3 de março de 2010

a la folie

Parece estranho que uma pessoa tenha consciência de quando a sua ingenuidade (já fraquejante) leva a golpada final. A estocada seria apenas mais uma, não tivesse eu consentido. Esta era uma morte anunciada, afinal a inocência era quase trintona – sinónimo de “anciã” na idade-de-sentimentos-infantis.
Naquele dia, naquela tarde, eu vinha inundada de ti. Daquilo a que passam a valer os parcos momentos juntos, em que te (ab)sorvo a um metro de distância. E que atordoam, de tão intensos.
“Mais um momento, só mais um momento”, é o que peço – ou rezo – intimamente. Que não te vás, que não tenhas de ir-te, que não exerças a faculdade de te alheares de mim e, se possível, que te desmaiem as pernas – como a mim quando me passas o braço pela cintura.
Não ouves a prece que matuto entre os ouvidos.
Abraças-me no adeus, encostas a cara à minha e soltas-me dando por findo o tempo que me coubera, selando num roçar de bochecha o convívio diário.

Caio transida, tolhida, paralisada. Caio e chio na queda. Chio no Chiado e só eu ouço.

Olhaste-me e percebeste alguma coisa. Sem saber exactamente o quê, decifraste-me tristeza no olhar, creio. Fiquei triste por mim, por ter sido outra vez – pela última vez – miúda, catraia, por ainda pensar que os príncipes existiam e que – lucky me – um estava mesmo à minha frente. O que viste fui eu a despedir-me de mim, não de ti. Quando me indemnizaste a boca com um beijo beijei-te de volta sem noção, quase sem intenção.
Só me apetecia ajoelhar-me e tentar ressuscitar a pequena-eu que, ignorantemente feliz, fenecia. Olhei para o chão, saiu-me um sorriso nervoso e um “vai andando” que era, de facto, um “vai-te embora e deixa-me viver o momento em que permito que se extinga a minha candura”.
Viraste-te e seguiste o teu caminho. Pus em marcha o autómato que foi o meu corpo naquele instante. Olhei para o Fernando Pessoa que levou a mão ao chapéu num cumprimento de outros tempos, e disse “não te preocupes que eu olho por ela”.
E não me preocupei. Deixei a minha preciosa criancice a três metros do escritor e subi a rua ainda a tremer – em parte devido à vodka, em parte devido a sentir-me mais vazia, mais oca, a precisar de sustento no esqueleto.
Subi a rua a passo de gastrópode, deixando rasto. Dava passos pequenos e lentos mas firmes, subindo subindo subindo. Quando cheguei onde tinha de chegar, cheguei triste. Genuinamente triste.
Mas era exactamente ali, nesta salada de tempo, espaço e espírito que eu tinha de estar. Percebi que não poderia dar-te a minha ingenuidade porque simplesmente tu já não sabias reconhecê-la. Deixaste a tua morrer algures e com ela perdeste o receptor, o decifrador comum. É normal que já não tenhas essa capacidade, exigi demasiado de ti.
Não sei se gosto que me sejas mais indiferente agora. Não sei se quero a terapia breve que não pedi ao Chiado. Nem sei se viverei melhor agora sem a minha inocência – só sei que vou sentir a sua falta.
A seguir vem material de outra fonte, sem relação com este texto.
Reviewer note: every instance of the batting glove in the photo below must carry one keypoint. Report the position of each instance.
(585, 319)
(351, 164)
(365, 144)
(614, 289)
(Se bem a conheço está a entediar o pobre Sr. Pessoa e a contar-lhe, entusiasmada e arrebatada, tudo sobre ti.
Uma, outra e outra vez.)

4 comentários:

Bee disse...

Puxa!!! Adorei!! Texto poético e sincero que traduz algo que eu nunca consegui colocar em palavras.

Lindo!

de Marte disse...

Teresa,
claro! ;)

de Marte disse...

Bianca,
Vindo de ti é um graaaaande elogio!!! Obrigada.
(Mas tu é que és a poetisa...) :)

***

AUFDERMAUR disse...

Sublime! Não é qualquer pessoa que consegue escrever um texto sobre esse tema de uma forma tão poética e cheia de graciosidade em cada palavra. Repito: sublime. Adorei cada palavra.